Stephen Smith is uncharacteristically ambiguous in his description of the French decision to intervene militarily in Mali (LRB, 7 February). He describes how a wave of international jihadists arrived in Mali in 2012 after the success of a Tuareg uprising in the north of the country, but suggests that the French intervention was motivated at least in part by François Hollande’s wish to bolster his government’s standing in domestic opinion polls. He goes on to assert that jihadists have been finding it harder than ever to operate in North Africa since the Arab Spring of 2011. The implication is that the French intervention was unjustified and unwise in the sense that it may stimulate the very jihad it purports to be eliminating. The bigger question, he suggests, is why the US has decided not to intervene in spite of its ten-year-long commitment to combating Islamism in the Sahara.

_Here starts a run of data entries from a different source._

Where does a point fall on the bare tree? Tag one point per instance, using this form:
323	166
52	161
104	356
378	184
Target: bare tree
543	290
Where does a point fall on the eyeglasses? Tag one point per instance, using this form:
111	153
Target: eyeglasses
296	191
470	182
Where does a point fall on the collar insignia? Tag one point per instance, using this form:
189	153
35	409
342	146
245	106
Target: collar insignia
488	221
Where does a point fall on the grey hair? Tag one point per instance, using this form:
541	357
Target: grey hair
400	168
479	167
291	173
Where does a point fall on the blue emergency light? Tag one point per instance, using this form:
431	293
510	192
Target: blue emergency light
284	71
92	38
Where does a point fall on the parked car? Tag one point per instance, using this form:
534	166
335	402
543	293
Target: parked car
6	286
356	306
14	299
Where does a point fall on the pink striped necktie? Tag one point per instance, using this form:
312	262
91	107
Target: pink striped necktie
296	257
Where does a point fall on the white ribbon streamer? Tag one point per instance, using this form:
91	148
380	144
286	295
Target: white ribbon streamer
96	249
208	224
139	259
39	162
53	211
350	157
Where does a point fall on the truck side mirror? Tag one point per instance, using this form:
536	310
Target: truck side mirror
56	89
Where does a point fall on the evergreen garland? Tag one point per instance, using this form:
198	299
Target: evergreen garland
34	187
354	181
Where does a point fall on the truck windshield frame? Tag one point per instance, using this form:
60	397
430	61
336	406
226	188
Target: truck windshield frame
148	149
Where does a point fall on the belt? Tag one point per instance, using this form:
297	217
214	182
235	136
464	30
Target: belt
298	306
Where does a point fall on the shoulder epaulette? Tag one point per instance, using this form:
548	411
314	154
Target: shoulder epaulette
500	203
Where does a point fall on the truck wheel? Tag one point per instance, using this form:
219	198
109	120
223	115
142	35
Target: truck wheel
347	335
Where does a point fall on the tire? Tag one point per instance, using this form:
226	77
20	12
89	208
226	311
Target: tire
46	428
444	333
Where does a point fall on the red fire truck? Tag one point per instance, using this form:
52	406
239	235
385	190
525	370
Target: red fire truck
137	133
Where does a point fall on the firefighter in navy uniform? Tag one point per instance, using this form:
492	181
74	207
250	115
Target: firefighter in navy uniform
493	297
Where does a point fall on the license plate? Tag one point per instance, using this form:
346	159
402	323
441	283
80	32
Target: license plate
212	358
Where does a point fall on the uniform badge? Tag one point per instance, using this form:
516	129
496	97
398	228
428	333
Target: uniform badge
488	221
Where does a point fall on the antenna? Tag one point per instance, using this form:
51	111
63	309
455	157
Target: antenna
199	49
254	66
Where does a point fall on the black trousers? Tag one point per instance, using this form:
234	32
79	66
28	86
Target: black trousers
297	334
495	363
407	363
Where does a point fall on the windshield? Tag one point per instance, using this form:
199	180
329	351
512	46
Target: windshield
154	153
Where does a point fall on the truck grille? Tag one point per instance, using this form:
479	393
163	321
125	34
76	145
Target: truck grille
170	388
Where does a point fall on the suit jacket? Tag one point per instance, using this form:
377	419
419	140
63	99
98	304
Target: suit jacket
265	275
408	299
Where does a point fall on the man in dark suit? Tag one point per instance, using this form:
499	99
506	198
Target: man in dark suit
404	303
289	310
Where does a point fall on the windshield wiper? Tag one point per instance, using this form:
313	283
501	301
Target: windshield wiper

Yet the Islamist threat to West Africa is real enough. During its brief hold on power in Timbuktu the Islamist regime ran a military training centre where substantial numbers of Boko Haram militants from Nigeria were trained. If the Islamist groups in northern Mali had been allowed to advance southwards towards the capital city of Bamako, they would have taken control of airstrips large enough to bring in transport aircraft, turning Mali into a significant Islamist bridgehead. Nigeria, whose home-grown Islamist movement has killed thousands of people, would have been directly threatened, along with other governments in West Africa. Consolidation of Islamist rule in Mali would have been even more detrimental to French and European interests than the current situation.

None of this is to deny the complexity of the problems now facing the French in Mali, where the formal state is close to collapse, or that of politics throughout the Sahara, where tribal and national relationships have unravelled since the Arab Spring and, especially, since the fall of Colonel Gaddafi. Perhaps the biggest questions now concern Algeria, which Smith barely mentions. The core of the Islamists who were recently in control of northern Mali were Algerian, survivors of the civil war of the 1990s who were driven into Mali ten years ago. Under pressure in Mali, they may now turn their attention back towards their home country. In Algiers itself, an ageing and unreformed military government is losing its influence over Saharan politics and risks facing the sorts of problem that have affected its neighbours to the east.

Stephen Ellis
Amsterdam

Stephen Smith wonders why President Obama would ‘order more drone strikes than his predecessor against the leaders of Somalia’s al-Shabaab, a group with relatively weak links to international terrorism, but not lift a finger to stop AQIM from taking over Mali’. He might have considered the fact that, like Djibouti (the tiny state which serves as the African base of operations for the United States Africa Command), Somalia is located directly across the Gulf of Aden from the Arabian Peninsula, specifically Yemen.